High oil prices at around $100/barrel fueled the first shale oil boom in the US. Drilling rigs proliferated and the ensuing oil glut led to the sharp drop of price in 2015. Saudi Arabia then started a price war for a variety of reasons:
- to attack the shale oil industry (and take away the market share they had won),
- to hurt Iran whose return to the international oil market was imminent, and
- to hurt Russia because of the vulnerability of their budget to oil revenues
But most importantly they wished to attack the shale oil industry which was thought to have its Achilles heel in its relatively high production cost. With Saudi Arabian production cost at around $3/barrel, even a long period at low oil prices was considered a critical advantage. The strategy backfired and Saudi was forced to participate in OPEC’s production cuts to prop up the oil price. But even that action is now backfiring as the shale oil industry has emerged leaner and meaner and is now ramping up production again. Last week the oil price dropped some 10% as shale oil now retakes some of the market share it had lost.
The glut continues and we are unlikely to see prices much above $50-60/barrel for the next 2 or 3 years. The Saudi attacks have only helped shale oil to reduce its own costs dramatically. They are far less vulnerable to attack now than in 2015. At that time they needed an oil price of around $80 to make any reasonable profit. Now they are so much leaner that they are viable at oil prices even as low as $40/barrel (and some wells are now rivaling the Saudi production costs).
The U.S. shale cowboys are back on their horses and leading a strong recovery in the oil patch that is not expected to falter even as WTI prices dropped last week below $50 per barrel for the first time in more than two months.
With lessons learned from the oil price crash and budgets streamlined and focused on the most prolific shale plays, U.S. drillers are giving OPEC a hard time by raising output and hedging future production. Meanwhile, the cartel members are trying to cut supply and fix the price of oil at such a range that would allow them to reap higher oil revenues, but not allow the shale patch to recover too much too fast.

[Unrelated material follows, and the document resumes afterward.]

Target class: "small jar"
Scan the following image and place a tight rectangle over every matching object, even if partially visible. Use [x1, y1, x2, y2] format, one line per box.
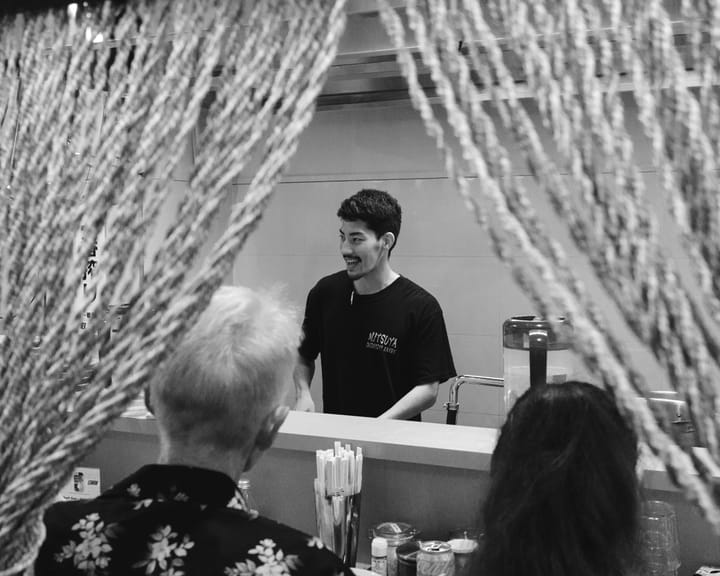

Two and a half months into the supply-cut deal, it looks like OPEC is losing the campaign to prop up oil prices. The drop in prices that began last week saw them retreating to almost exactly the same level as on November 30 – just below $52/barrel for Brent – when the OPEC deal was announced, the International Energy Agency said in its monthly report on Wednesday.
At the same time, reduced breakeven prices in many shale plays and forward locking-in of production is allowing the companies currently drilling in the U.S. to turn in profits even at a price of oil at $40 a barrel. The U.S. shale patch has not only emerged leaner and more resilient from the downturn, it has also hedged future production with contracts guaranteeing the price of the crude they will be pumping a year or two from now, Bloomberg reports, citing industry executives and analysts.
This is a sign that OPEC may have underestimated—yet again—the resilience of the U.S. shale patch when the cartel decided to collectively curtail oil supply.
Last week Saudi officials told American oil producers that there would be “no free rides” and that they should not expect OPEC to extend or deepen the output cuts to make up for the jump in shale production in the U.S.
And U.S. shale output has been steadily growing in the past few months, thanks to, and quite ironically so, OPEC’s cuts that have been supporting WTI prices at above $50 (or at least above $48 this past week). The U.S. shale patch is expected to lift its April oil output by 109,000 bpd, the EIA said earlier this week.